あるコンペで3位入賞した作品が極めてユニークということで評判になっているというウェブ上の記事が昨年あった。
実現を前提としない仮想テーマによるいわゆるアイデアコンペなのだが、「Archtriumph」という英のサイトが「セーヌ河にかかる現代の橋」というテーマで案を募集したところ、フランスの建築家グループAZCが提案したのは、橋の欄干をPVCの空気膜チューブで作り、これをドーナッツ状のアーチにしたものを3個連続させて、ドーナッツ状の穴の部分にメッシュ状のトランポリンを張り、ピョンピョン跳びはねながら向こう岸に渡るというアイデアで、たくさんの人間がセーヌ河上に浮かんでいるドローイングは楽しそうな雰囲気がとても良く伝わってくる秀逸なものであった。
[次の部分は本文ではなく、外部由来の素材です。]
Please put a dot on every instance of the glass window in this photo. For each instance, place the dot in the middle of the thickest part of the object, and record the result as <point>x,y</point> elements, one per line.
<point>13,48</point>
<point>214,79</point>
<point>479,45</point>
提案趣旨に「渡るだけでなく、観光客や住民がもっと楽しんだり遊んだりできる橋を目指した」とあるとおり、河を渡るという行為そのものを捉えなおしたところにこの提案のユニークさがある。
仮に実現させるとなると、安全上の問題をはじめとして検討すべき課題は多いが、それにしてもこんな橋がどこかにあったらいいなと思わせるだけの魅力がある近頃まれな提案で、ある行為の意味や在り方を考え直すことの重要性を再認識させられた次第であった。